Properties of parameters are documented in the
parameters section. You can also examine the
parameters.yml artifact created by decisions tasks.
Context can be similarly conditionalized by passing a function which returns the appropriate context:
context=lambda params:
[{}] if int(params['level']) < 3 else [{'worker-implementation': 'docker-worker'}],
Creating Tasks¶
The create_tasks utility function provides a full-featured way to create
new tasks. Its features include creating prerequisite tasks, operating in a
“testing” mode with ./mach taskgraph test-action-callback, and generating
artifacts that can be used by later action tasks to figure out what happened.
See the source for more detailed docmentation.
The artifacts are:
task-graph.json(ortask-graph-<suffix>.json:The graph of all tasks created by the action task.
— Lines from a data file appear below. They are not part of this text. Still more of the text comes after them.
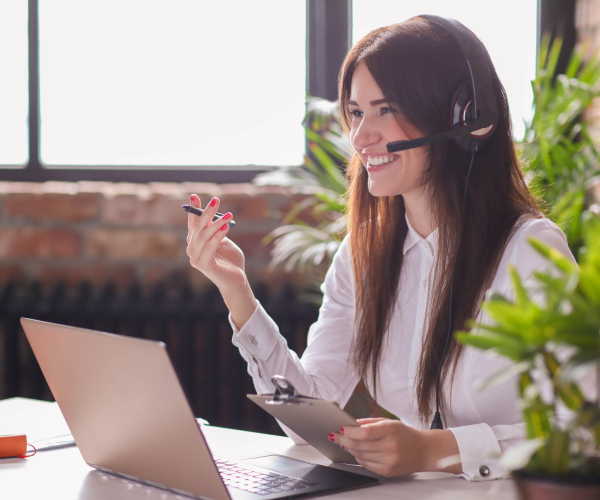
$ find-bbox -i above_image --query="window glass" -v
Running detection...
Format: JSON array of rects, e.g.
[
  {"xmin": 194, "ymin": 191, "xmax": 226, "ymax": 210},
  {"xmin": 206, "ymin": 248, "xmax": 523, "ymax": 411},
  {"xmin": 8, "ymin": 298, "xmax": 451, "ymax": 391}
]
[
  {"xmin": 352, "ymin": 0, "xmax": 538, "ymax": 140},
  {"xmin": 39, "ymin": 0, "xmax": 306, "ymax": 167},
  {"xmin": 0, "ymin": 0, "xmax": 29, "ymax": 166}
]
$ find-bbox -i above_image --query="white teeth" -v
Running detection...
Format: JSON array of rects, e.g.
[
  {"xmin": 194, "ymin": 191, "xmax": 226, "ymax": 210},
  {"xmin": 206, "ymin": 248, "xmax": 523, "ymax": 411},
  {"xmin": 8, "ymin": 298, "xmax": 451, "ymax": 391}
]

Includes tasks created to satisfy requirements.
to-run.json(orto-run-<suffix>.json:The set of tasks that the action task requested to build. This does not include the requirements.
label-to-taskid.json(orlabel-to-taskid-<suffix>.json:This is the mapping from label to
taskidfor all tasks involved in the task-graph. This includes dependencies.
More Information¶
For further details on actions in general, see the actions.json spec. The hooks used for in-tree actions are set up by ci-admin based on configuration in ci-configuration.